"All right," Harris said, "I figured that, okay. But how would we explain a smudge mark on her clothing? On Rachael's shoulder, all right, and, um, and it kind of makes sense now, okay, a foreign hair." He was trying to say they had uncovered a hair in the living room. "A lot of times when we're being hit, we do this"-Harris put his hands over his head like he was protecting himself from falling debris-"and we cover our head." He was mimicking what Rachael was likely doing when Christine went back into the house and beat her to death with the butt end of the weapon Chris Snider had given her.
All Christine said in reaction to that was: "Uh-huh."
Then Harris switched tactics. In a comforting tone, coming across to Christine as someone who was on her side, protecting her, the detective said, "See, what I mean is, how would we explain that [hair] being on or about Rachael? See, I don't want you to get jammed up-see what I mean?"
Whenever he said "we," it took the "you"-that accusatory finger being pointed at Christine-out of it, and placed Christine in charge of her own destiny, all with the feeling that Harris and the HPD were her allies. It was a smart strategy. Become her friend and she would, sooner rather than later, trip over herself. From the littlest differences in her stories, Harris could tell that Christine was making this up as she went along. Liars, he knew from experience, always expose themselves by the sheer process of telling more lies.

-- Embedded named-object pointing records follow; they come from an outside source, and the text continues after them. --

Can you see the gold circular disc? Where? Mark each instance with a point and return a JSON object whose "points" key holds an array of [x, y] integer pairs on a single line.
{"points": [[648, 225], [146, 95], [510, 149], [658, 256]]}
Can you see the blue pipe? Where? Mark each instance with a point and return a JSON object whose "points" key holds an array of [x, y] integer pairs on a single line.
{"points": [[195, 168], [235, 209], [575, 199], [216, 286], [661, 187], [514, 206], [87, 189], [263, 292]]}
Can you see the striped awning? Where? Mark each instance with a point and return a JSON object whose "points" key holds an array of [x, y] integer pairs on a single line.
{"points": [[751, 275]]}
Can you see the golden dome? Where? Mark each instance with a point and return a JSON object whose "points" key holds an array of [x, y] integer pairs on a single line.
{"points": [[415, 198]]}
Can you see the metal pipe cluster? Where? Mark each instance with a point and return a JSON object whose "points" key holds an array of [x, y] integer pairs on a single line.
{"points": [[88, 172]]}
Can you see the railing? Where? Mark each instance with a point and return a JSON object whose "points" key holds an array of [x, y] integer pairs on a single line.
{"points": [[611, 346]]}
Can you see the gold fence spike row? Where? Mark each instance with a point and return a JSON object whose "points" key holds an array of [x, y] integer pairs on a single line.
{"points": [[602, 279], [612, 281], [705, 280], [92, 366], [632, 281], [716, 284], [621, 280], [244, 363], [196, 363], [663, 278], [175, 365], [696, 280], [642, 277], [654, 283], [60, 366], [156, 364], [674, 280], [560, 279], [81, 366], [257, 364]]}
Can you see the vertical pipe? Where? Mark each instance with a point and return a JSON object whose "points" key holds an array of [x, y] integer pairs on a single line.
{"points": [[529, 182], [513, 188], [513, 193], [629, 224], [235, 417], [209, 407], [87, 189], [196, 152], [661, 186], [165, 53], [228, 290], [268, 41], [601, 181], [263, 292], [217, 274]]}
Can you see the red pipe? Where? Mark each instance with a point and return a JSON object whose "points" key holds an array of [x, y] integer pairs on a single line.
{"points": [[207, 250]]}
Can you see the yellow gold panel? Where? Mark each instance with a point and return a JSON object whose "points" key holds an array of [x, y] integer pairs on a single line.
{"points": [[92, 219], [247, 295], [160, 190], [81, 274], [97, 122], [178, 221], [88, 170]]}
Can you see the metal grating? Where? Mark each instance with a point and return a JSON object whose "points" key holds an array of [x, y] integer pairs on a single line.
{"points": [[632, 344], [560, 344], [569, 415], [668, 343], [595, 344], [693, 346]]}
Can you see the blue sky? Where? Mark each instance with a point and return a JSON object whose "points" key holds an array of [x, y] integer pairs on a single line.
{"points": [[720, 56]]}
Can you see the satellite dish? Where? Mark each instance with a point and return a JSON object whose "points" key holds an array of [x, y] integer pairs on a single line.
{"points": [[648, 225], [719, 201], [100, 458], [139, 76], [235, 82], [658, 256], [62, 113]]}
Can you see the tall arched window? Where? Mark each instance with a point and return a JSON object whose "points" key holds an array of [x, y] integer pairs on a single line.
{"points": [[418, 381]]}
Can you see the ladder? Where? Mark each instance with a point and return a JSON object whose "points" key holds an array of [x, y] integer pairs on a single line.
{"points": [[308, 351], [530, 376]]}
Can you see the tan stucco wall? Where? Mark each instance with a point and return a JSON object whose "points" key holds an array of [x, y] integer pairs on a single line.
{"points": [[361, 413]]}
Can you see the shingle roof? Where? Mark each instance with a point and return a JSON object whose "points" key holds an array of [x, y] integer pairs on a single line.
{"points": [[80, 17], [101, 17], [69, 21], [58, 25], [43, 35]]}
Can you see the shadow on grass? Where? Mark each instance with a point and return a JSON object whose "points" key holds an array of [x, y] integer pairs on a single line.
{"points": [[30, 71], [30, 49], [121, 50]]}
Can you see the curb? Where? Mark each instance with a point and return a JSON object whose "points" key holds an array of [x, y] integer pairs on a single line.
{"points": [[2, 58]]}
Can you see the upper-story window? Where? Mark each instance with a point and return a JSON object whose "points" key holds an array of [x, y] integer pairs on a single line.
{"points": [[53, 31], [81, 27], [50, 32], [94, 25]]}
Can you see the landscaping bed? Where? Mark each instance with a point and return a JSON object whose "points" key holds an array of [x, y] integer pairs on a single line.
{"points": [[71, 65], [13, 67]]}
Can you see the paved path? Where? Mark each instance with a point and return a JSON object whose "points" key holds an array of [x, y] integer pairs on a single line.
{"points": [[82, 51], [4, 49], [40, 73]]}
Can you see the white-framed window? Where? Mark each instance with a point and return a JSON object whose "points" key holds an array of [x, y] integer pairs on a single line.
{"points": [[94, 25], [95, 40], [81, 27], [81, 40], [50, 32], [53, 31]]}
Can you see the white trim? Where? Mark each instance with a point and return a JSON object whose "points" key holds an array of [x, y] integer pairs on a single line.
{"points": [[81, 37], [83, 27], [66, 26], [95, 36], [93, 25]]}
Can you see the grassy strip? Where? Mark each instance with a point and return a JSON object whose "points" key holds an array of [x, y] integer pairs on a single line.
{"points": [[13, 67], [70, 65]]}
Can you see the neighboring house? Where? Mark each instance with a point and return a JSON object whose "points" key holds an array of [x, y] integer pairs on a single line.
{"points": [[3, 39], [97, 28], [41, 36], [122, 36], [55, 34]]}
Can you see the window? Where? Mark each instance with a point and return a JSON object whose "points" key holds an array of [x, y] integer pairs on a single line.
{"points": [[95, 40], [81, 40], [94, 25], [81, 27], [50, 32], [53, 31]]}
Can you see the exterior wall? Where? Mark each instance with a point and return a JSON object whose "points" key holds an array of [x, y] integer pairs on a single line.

Christine said something Harris couldn't understand. Then, "We shared clothes," meaning she and Rachael. "I don't know if that would have anything to do with it."
Harris next talked about oils on the skin. How, per se, if Christine had placed her hand over his hand, she would, effectively, sandwich the oils he had on his skin and seal them to his skin, concluding, "How do we explain your oils being on those guns we recovered in Kentucky? See what I mean?"
"In Kentucky?" This was surprising to Christine. A big uh-oh.
"Yeah."
"I never been to Kentucky."
"No? I know you have never been to Kentucky. But how do we explain your oils on that gun?"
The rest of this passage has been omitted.